To create the 3D map, Skowron and her colleagues charted the location of Cepheid variable stars. These young, pulsating supergiants are ideal for this research because their brightness changes in a very regular pattern. Ultimately, the location of Cepheid stars within the Milky Way can be more accurately pinned down than other kinds of stars, which is precisely what was needed for this mapping project.
A sample of over 2,400 Cepheids was used to create the new map, the majority of which were identified with the Optical Gravitational Lensing Experiment (OGLE) survey, which monitors the brightness of nearly 2 billion stars. In total, the researchers observed the galactic disk for six years, taking 206,726 images of the sky.
The 1.3-meter (4.3-foot) Warsaw telescope in the Chilean Andes is used for the OGLE survey, and it can monitor the brightness of stars and measure their properties for years. This makes the map more spatially complete than maps produced by data from the Gaia satellite, for example, in which distances are reliable only to 10,000 to 15,000 light-years, said Skowron. Also, the new map is more accurate than previous efforts because of the greater number of stars and the “very high purity” of the Cepheids samples, she said.
“So this is the most ‘real’ map of the Milky Way,” Skowron told Gizmodo.
If this work sounds familiar, it’s because research published earlier this year in Nature Astronomy employed a similar technique, in which scientists from the Chinese Academy of Sciences reached similar conclusions, using a different group of Cepheids for their map. One of the scientists behind the previous research, Xiaodian Chen from the National Astronomical Observatories at the Chinese Academy of Sciences, took issue with the fact that the authors of the new paper did not cite his team’s work. Nonetheless, he still liked the new science.
“They essentially confirmed our earlier conclusions regarding the 3D shape of the Milky Way’s disk, including its flaring in the outer regions,” Chen said. “A good thing about their confirmation of our work is that they used a different data set, covering 2,431 Cepheids compared to [our] 2,330, observed with a different telescope and through different filters. Yet they found pretty much the same result, which is comforting!”
In addition to illustrating the warped and twisted nature of our galaxy, the new map showed that the Cepheids are surprisingly packed together closely in space, and are of similar ages.
“This is a clear indication that they were created together, in the same star-forming region in the narrow Milky Way arms,” said Skowron. “We can see with our own eyes, and inside our own galaxy, that star formation is not a constant process, but indeed is happening in bursts.”
The new map will also help to further clarify the physical structure of the Milky Way, the number of spiral arms (which is still debated), and the severity of the arms’ spiral twist, among other aspects.
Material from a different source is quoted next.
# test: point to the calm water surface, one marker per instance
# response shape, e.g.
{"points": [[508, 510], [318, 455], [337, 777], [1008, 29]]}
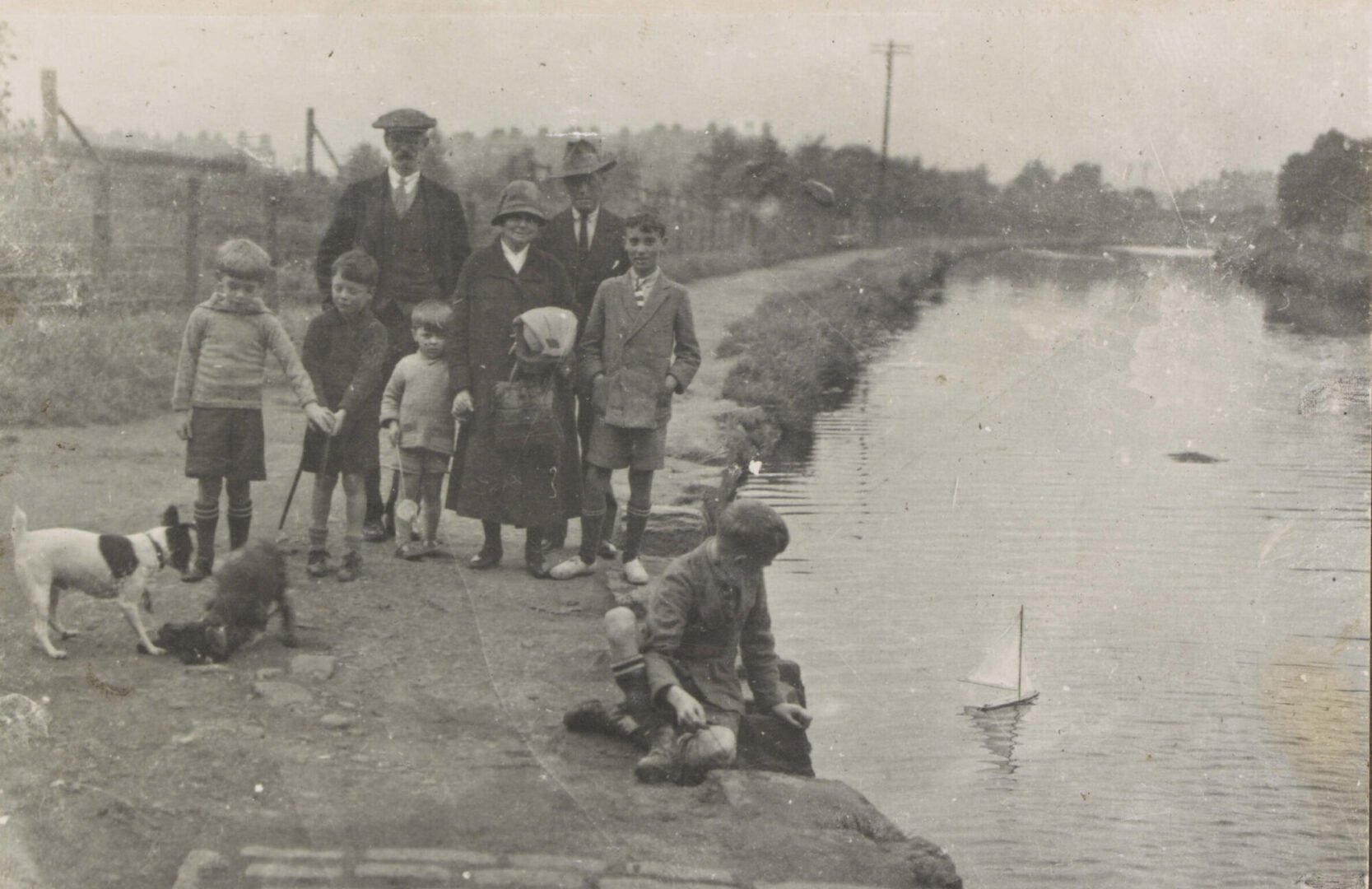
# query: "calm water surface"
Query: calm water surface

To improve the current map, Skowron said observations made from the Northern Hemisphere would add further clarity, along with the use of observatories capable of peering through to the other side of the galactic core and at super-dusty regions very close to the galactic plane. Infrared telescopes, she said, could do the trick.
Looking ahead, Skowron is hoping to chart older stars, which would allow them to visualize the evolution of the Milky Way over time.